Abdullatif Al Sayegh, chief executive of Arab Media Group, publishers of Emirates Today, Al Bayan and Al Emarat Al Youm, told delegates at the GulfMarketing Forum that his journalists had the freedom to write what they wanted but only within limits.
He said: "I think we have it. It’s just that the Government needed to see people who would treat freedom of the press to the advantage of the country. Some people misused and abused the freedom of the press for their own advantage, which is why the government started losing trust."

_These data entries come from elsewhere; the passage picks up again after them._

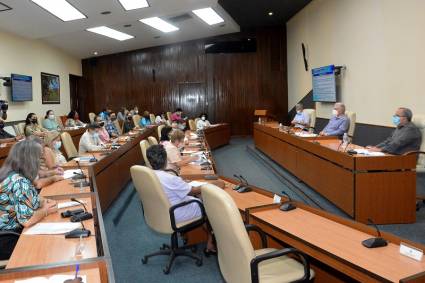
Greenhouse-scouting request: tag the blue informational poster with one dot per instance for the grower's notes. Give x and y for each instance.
(324, 84)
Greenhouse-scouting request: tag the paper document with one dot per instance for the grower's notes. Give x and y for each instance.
(69, 204)
(52, 228)
(68, 174)
(52, 279)
(197, 183)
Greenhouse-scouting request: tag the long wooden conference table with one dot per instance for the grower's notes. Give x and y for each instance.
(381, 188)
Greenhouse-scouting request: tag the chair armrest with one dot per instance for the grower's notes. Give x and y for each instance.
(256, 261)
(192, 224)
(252, 227)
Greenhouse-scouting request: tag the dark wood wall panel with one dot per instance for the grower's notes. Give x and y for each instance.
(235, 84)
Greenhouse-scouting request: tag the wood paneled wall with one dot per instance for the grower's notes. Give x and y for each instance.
(153, 79)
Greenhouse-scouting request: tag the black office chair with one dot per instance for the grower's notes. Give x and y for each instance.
(8, 242)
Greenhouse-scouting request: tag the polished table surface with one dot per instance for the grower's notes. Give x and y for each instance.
(362, 186)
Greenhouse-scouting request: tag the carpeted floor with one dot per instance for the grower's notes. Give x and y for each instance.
(129, 238)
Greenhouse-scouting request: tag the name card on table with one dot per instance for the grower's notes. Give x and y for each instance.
(411, 252)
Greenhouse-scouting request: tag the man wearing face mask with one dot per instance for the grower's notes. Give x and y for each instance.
(406, 137)
(301, 119)
(90, 140)
(338, 124)
(202, 123)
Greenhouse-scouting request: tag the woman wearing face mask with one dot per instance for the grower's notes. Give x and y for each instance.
(174, 158)
(90, 140)
(32, 127)
(49, 122)
(146, 120)
(128, 124)
(301, 119)
(21, 205)
(203, 122)
(103, 133)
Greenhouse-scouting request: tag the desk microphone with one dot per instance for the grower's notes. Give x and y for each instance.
(82, 216)
(287, 205)
(85, 182)
(375, 242)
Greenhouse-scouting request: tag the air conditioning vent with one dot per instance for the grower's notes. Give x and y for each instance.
(180, 18)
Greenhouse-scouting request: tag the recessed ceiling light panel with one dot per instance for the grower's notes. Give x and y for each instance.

He added: "We know how sensitive certain issues are to the country. We’ve got to know how to treat it right and cannot just start tackling anything. When you take words like freedom of the press and start tackling the small issues in the city and you make it a big headline, it’s very upsetting. We have to treat it right."

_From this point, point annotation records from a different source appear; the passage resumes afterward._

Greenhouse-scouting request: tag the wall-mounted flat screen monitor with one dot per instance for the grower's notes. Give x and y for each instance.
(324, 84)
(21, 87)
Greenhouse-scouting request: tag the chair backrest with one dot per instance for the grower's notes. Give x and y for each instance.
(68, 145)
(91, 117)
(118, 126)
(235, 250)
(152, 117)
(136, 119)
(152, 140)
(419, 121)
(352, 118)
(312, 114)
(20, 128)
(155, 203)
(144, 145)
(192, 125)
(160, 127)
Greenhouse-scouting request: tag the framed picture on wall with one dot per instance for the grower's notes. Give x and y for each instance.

And he urged Emiratis to lead the move to a freer press. He said: "No one can push the boundaries of the freedom of the press more than the people of this country itself. We have to lead."

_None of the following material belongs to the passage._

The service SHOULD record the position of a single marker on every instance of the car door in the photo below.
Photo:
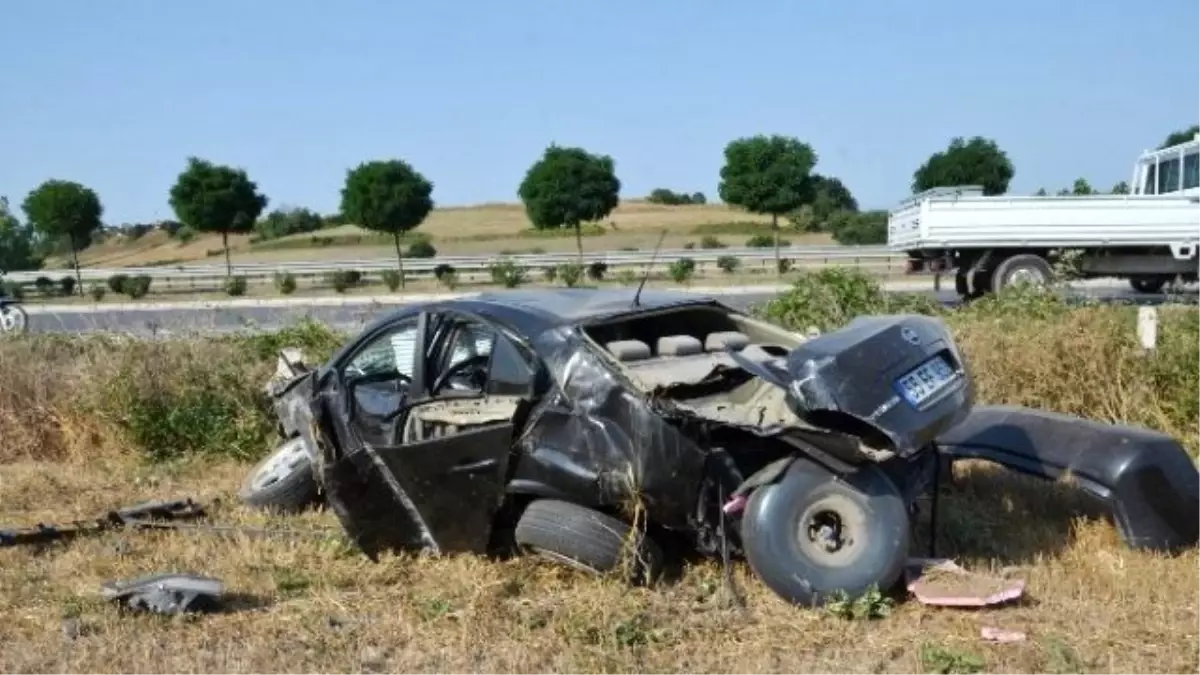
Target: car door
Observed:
(444, 490)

Earlier this month, the campaigning organisation Reporters Without Borders issued a world league table for freedom of the press. Among Middle East countries, UAE came 100th, while Saudi Arabia was 159th.
Freedom across the region was also tackled by Tim Sebastian, the former presenter of the BBC’s Hard Talk programme. He told the conference: "Freedom of the media is what you go out and grab yourself. I’m not talking about tabloid sensation, I’m talking about sensitive investigation and targeted comment."
He told the audience, mainly made up of marketing professionals, agency staff and media sales people, rather than journalists: "Press freedom should matter as much to you as it does to me. I know as well as you do that media standards here could be much higher, advertising could be much better quality, the media could be much freer. It’s in your interests for it to be much freer than it is now.
"There is no democracy without freedom of expression. States enhance their credibility by allowing open and independent inquiry. By restricting press freedom, they simply stir resentment of the people. If they have honest intentions, they have honest intentions, they have nothing to fear."